The East African Community (EAC) commends the United Republic of Tanzania for its significant contribution to deepening regional integration and increasing intra-EAC trade and development opportunities, so that the country celebrates its 60 years of independence.

As one of the three founding partner states of the Community, Tanzania plays a vital role in the region, being one of the three original partner states of the EAC which signed the treaty establishing the EAC on 30e November 1999, entered into force on 7e July 2000.

Secretary General of the EAC, Hon. (Dr.) Peter Mathuki, underlined the essential role of Tanzania in the region as it is the host of the EAC headquarters in Arusha, Tanzania.

“We commend the Republic of Tanzania for guiding growth and development in the country and also for promoting peace and security. It is this stability that has created an enabling operating environment for the EAC and its organs, headquartered in the United Republic of Tanzania, ”said Dr Mathuki.

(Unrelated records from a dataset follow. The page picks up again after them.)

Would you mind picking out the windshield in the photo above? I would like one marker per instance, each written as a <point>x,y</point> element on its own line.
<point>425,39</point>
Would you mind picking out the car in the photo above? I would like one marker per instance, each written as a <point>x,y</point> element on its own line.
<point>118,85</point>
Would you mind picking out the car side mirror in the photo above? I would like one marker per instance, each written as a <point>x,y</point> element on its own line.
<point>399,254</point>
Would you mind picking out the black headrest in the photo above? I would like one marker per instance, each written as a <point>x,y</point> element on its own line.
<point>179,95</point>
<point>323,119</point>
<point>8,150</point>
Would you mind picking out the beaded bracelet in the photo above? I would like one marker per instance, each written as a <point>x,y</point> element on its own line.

“The city of Arusha in Tanzania is the permanent seat of the Secretariat of the East African Community, the executive body of the Community, and of the Legislative Assembly of East Africa (EALA ), the legislative body of the Community ”, added Dr Mathuki, adding that Arusha was also the temporary seat of the East African Court of Justice (EACJ), the judicial organ of the Community.

The country is also home to the East African Kiswahili Commission (EAKC), based in the island nation of Zanzibar.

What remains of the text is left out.